É fácil perceber que o tema da memória conecta esses dois personagens. Helena estuda isso, enquanto Barry lida com um caso envolvendo alterações de memória. Esse é o primeiro grande mistério do livro: de que forma as histórias de Helena e Barry irão se conectar? Essa pergunta é respondida em torno da página 100 e, diferentemente do que aconteceu em Matéria Escura, que eu achei que o autor demorou demais para fazer seus personagens entenderem o que estava acontecendo, porque era óbvio, em Recursão eu acho que tudo acontece no tempo certo. O leitor vive a história junto com os personagens, fazendo as descobertas ao mesmo tempo que eles, sem gerar aquela frustração de já saber algo que o personagem ainda não sabe ou vice-versa.

Ambas as histórias são muito interessantes e eu não tive aquele problema de querer ficar voltando para outro narrativa. Na verdade, eu consegui me envolver com as duas e curtir a leitura integralmente. Os capítulos de Barry nos remetem ao gênero thriller, já que ele fica obcecado em investigar o caso da moça que ele conheceu no início do livro e tentando conectar pontas soltas. Em determinado momento, Barry contrai a SFM e, a partir daí, o ritmo do livro fica mais rápido e a narrativa mais intrigante. Enquanto isso, acompanhamos Helena em seus estudos e vemos sua pesquisa tomar um rumo inesperado que pode mudar tudo.

Memória é sempre um tema que me chama a atenção e eu adoro histórias que falam sobre o assunto porque é impossível falar de memória sem falar de identidade e personalidade. A sua personalidade é a combinação de todas as suas memórias. Tudo que você viveu forma a sua identidade. Então, se, de um dia para o outro, você se lembra de eventos diferentes, quem você é também muda. Inclusive, no início do livro tem uma frase do escritor Nabokov que diz "O tempo não passa de memórias sendo escritas" e essa frase se conecta perfeitamente com a história.

Assim como fez em Matéria Escura, Blake Crouch consegue trabalhar conceitos científico complexos em Recursão de uma forma acessível para qualquer pessoa, fornecendo explicações claras e pontuais, sem fazer com que o livro parece um livro didático ou técnico. Isso foi uma das coisas que eu mais gostei na escrita do autor: ele entende que seus leitores não são cientistas e que, portanto, precisam de explicações, mas também presume que não somos burros ao ponto de precisar de uma aula ilustrada. Ao longo das explicações, o autor insere conceitos mais simples e populares para ajudar nas explicações, como os déjà-vus e o Efeito Mandela, deixando tudo ainda mais dinâmico e interessante.

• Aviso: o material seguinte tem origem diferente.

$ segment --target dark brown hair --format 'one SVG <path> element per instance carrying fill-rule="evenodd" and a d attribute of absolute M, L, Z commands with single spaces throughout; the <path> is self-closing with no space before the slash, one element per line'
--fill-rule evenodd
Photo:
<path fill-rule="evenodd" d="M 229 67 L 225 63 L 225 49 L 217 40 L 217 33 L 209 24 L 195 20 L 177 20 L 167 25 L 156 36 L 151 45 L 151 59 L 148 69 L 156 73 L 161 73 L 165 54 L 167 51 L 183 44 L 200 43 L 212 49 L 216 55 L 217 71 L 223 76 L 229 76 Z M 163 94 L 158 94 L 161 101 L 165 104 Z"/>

Recursão é dividido em cinco livros, além do Epílogo. No Livro Um, o leitor ainda não entendeu exatamente o que está acontecendo e a revelação é feita no final dessa primeira parte. O Livro Dois é absurdamente bom, talvez o meu preferido, cheio de conceitos, explicações complexas, diálogos riquíssimos e cenas de doer o coração. A palavra Recursão pode ser definida como o ato de repetir a mesma coisa de maneira similar e é nesse Livro Dois que entendemos o porquê de esse ser o nome do livro, quando as coisas começam a se repetir de um jeito muito intrigante na história. É a partir do Livro Três que as histórias de Helena e Barry se encontram finalmente e o livro assume um ritmo mais acelerado. O Livro Quatro é o suco do caos e debates morais complementam a história. Dá pra mexer no tempo e manipular a história do mundo só em pontos específicos para tornar o mundo melhor? Ou o efeito borboleta é inevitável? Cada um dos cinco livros termina com uma reviravolta que provoca o leitor e o instiga a continuar lendo sem parar.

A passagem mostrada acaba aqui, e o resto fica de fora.